Especially because no bread is right for it. Maybe you have dinner rolls. Those are too small for the sandwich’s height. Biscuits don’t have near enough structural integrity.
Sourdough, you say. Cut it thin and your filling falls through. Thicker and, given the stuffing, you’re eating a pound of bread wrapped around a potato.
The turkey? You already know. When have you gone to a deli counter and asked them to cut your order into four slices? Or asked it to be ripped into shards of various, uneven sizes.

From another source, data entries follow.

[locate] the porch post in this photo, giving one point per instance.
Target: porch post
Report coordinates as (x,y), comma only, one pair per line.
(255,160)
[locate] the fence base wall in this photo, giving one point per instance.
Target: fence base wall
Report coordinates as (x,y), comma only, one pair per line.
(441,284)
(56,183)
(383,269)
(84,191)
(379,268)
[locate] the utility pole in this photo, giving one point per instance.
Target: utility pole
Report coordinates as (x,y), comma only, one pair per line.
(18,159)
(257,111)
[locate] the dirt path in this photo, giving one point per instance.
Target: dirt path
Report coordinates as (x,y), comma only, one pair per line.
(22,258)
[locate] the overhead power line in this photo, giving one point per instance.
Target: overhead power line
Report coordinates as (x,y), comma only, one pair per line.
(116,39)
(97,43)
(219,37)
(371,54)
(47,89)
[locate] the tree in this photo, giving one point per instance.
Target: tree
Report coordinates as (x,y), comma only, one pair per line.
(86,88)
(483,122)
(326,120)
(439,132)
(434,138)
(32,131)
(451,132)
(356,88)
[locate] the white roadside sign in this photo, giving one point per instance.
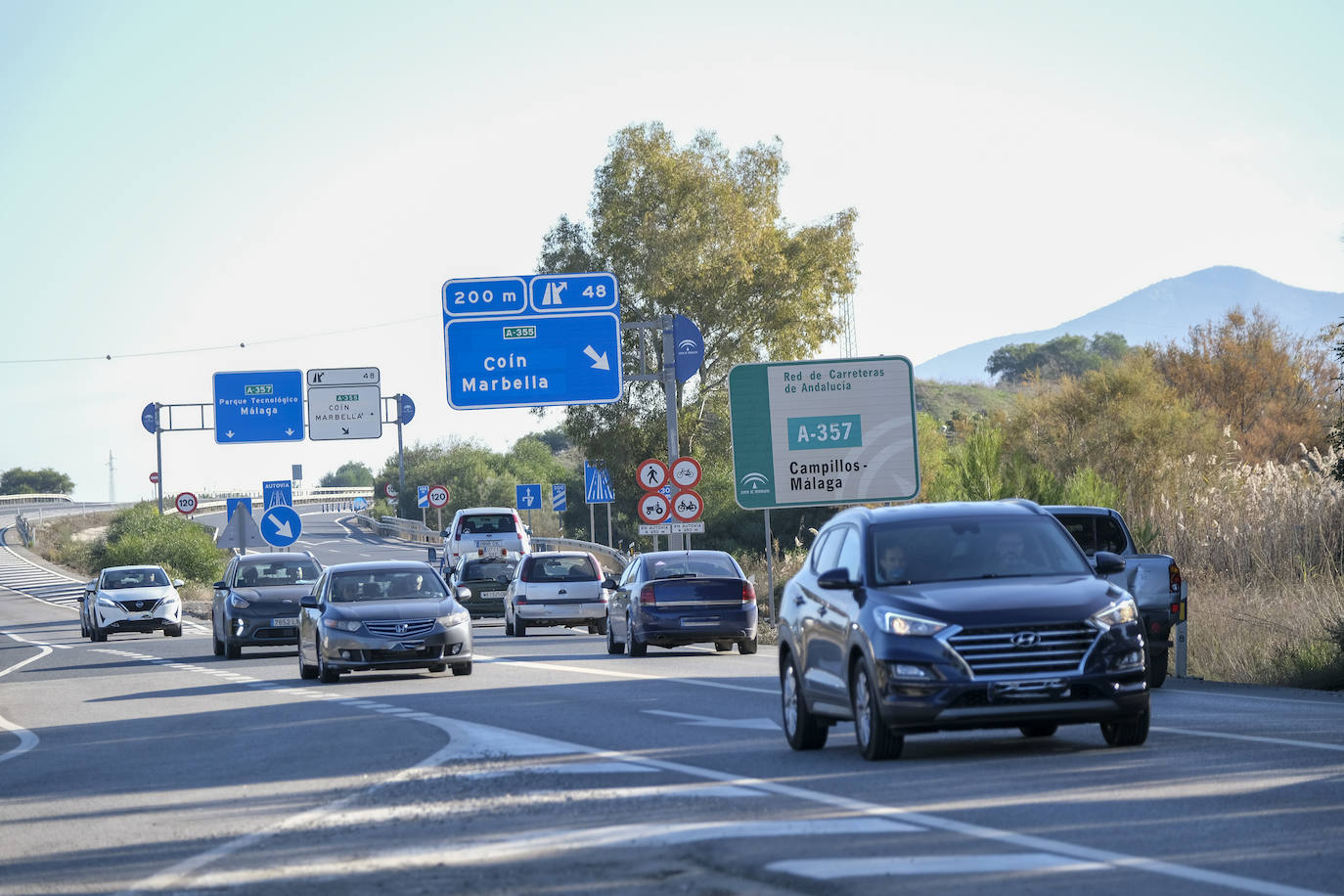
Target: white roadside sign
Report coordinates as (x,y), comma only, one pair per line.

It’s blobs. On slabs. That you still wind up eating with a fork. Which you could just do with a plate of leftovers.
There are only two proper things to do with your Thanksgiving leftovers. Heat up stuffing, mashed potatoes, and gravy. A perfect meal on its own.
Then take whatever turkey you have left and make Turkey Tetrazzini.
“Oh no,” you exclaim, “You just ranted about the heaviness of my sandwich and now you want me to make a brick of a casserole?”
Yes, I do. This is a casserole that is nourishing yet light. The only additional carb is pasta, which is like Italian diet food.
And it has tons of cheese, something your Thanksgiving sandwich is lacking.
You can load it up with green things, too, like the kale salad no one touched.
Now, I don’t actually know what Tetrazzini is or means, but I think mushrooms are part of it. If you have them, great. If not, whatever.
Sauté those with butter (or just melt butter), sprinkle in flour, and load up with stock (hopefully from a carcass).
When that’s ready, put in things. Lots of things. Turkey. Big hunks work great here. Glazed carrots. Roasted turnips.
Then add a whole block of cream cheese and a whole block of something white and shredded, like fontina or mozzarella.
Partially cook some spaghetti, so it’s bendy but not wiggly, and toss it in, too. You want the mixture to be thick but still soupy, as the pasta will absorb some liquid.

Put that in a casserole dish. Spread over panko bread crumbs. Shower with parm.
Here’s a recipe I’ve used, but from which you can deviate all you want.
Bake until bubbly and golden. And never think of making a Thanksgiving sandwich ever again.
If you are all the way down here, I want to say thanks for reading, thank you for being a paid subscriber to FOIAball, and happy Thanksgiving.